Technical Brief

One of the biggest challenges in the commercial fleet industry is routing optimization. This is prevalent in many industries, where determining the most cost-effective route can contribute significant cost savings for meal delivery, where a single restaurant franchise can deliver millions of meals a day, or a telecommunications company that dispatches millions of jobs per year. In these large-scale scenarios, inefficient routes can cost billions of dollars in operational costs and reduce our environmental carbon footprint. A computational solver can minimize these inefficiencies by finding the most optimal routes across a list of locations. Computational CPU-based solvers are available today, but using the massive throughput of GPU acceleration, more ambitious algorithms will help fuel our future.

Route optimization problems such as those described above are commonly known as the Traveling Salesperson (TSP) problem.
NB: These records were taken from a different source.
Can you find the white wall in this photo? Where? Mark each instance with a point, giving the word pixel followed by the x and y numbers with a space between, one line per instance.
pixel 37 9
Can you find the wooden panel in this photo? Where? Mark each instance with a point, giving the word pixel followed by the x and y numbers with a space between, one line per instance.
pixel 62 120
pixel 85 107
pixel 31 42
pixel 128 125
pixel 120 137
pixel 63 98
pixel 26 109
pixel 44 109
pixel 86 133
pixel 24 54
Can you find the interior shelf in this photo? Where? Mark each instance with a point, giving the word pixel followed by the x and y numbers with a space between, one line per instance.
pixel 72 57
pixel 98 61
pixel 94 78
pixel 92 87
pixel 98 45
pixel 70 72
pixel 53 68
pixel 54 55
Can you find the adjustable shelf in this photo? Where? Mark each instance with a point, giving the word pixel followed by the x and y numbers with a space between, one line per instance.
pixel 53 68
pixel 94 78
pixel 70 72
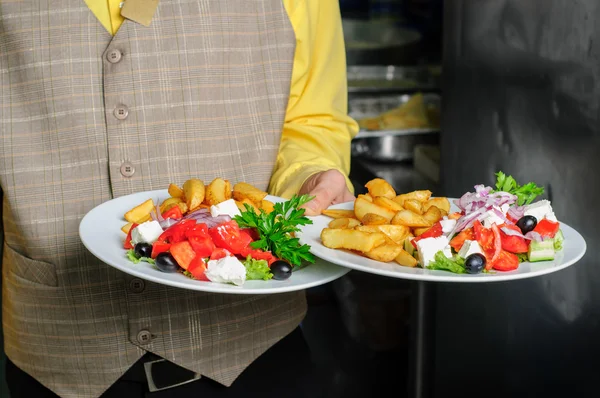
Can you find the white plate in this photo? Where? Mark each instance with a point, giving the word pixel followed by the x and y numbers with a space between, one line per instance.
pixel 574 248
pixel 100 232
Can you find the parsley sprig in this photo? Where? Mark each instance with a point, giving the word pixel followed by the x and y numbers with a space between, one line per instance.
pixel 276 229
pixel 525 193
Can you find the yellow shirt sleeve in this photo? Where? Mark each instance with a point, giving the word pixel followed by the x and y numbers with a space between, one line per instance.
pixel 317 131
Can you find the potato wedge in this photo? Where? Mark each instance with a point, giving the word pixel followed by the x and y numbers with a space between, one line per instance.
pixel 380 187
pixel 363 206
pixel 218 191
pixel 433 214
pixel 351 239
pixel 243 190
pixel 334 213
pixel 405 259
pixel 385 253
pixel 421 196
pixel 175 191
pixel 344 223
pixel 266 205
pixel 397 233
pixel 193 190
pixel 410 219
pixel 413 205
pixel 140 212
pixel 125 228
pixel 387 203
pixel 374 219
pixel 440 203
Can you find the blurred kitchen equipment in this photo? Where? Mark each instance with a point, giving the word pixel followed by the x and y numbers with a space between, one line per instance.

To reduce the time to develop a GPU-accelerated TSP solution, NVIDIA has developed the route optimization workflow to streamline the development of Vehicle Routing Problem (VRP) solutions.
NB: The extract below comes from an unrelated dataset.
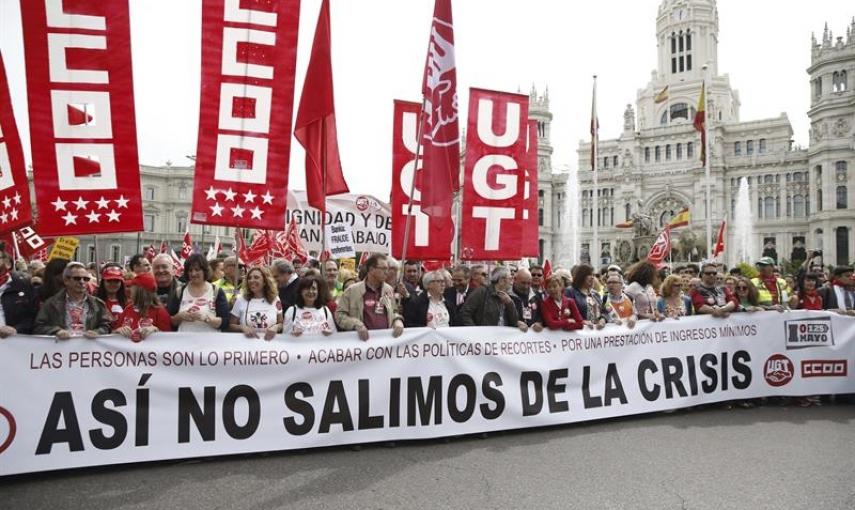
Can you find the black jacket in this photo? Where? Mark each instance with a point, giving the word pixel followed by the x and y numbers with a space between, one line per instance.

This NVIDIA AI Workflow contains details on how to deploy a sample opinionated AI solution for route optimization; the following items are included:

  • Origin-destination cost-matrix creation

  • Data preprocessing

  • NVIDIA cuOpt™ GPU accelerated solver pipeline

  • Driving directions

  • Map visualization

  • Components for authentication, logging, and monitoring the workflow

  • Cloud Native deployable bundle packaged as a helm chart


The components and instructions used in the workflow are intended to be used as examples for integration and may need to be sufficiently production-ready on their own, as stated. The workflow should be customized and integrated into one’s infrastructure, using the workflow as a reference.

Using the above assets, this NVIDIA AI Workflow provides a reference for you to get started and build your AI solution with minimal preparation and includes enterprise-ready implementation best practices which range from authentication, monitoring, reporting, and load balancing, helping you achieve the desired AI outcome more quickly while still allowing a path for you to deviate.

NVIDIA AI Workflows are designed as microservices, which means they can be deployed on Kubernetes alone or with other microservices to create a production-ready application for seamless scaling in your Enterprise environment.

The workflow components are packaged together into a deployable solution described in the diagram below:


These components are used to build and deploy the route optimization cuOpt microservice, integrated with the additional features as indicated in the diagram below:


More information about the components used can be found in the section below and in NVIDIA Cloud Native Service Add-on Pack Deployment Guide.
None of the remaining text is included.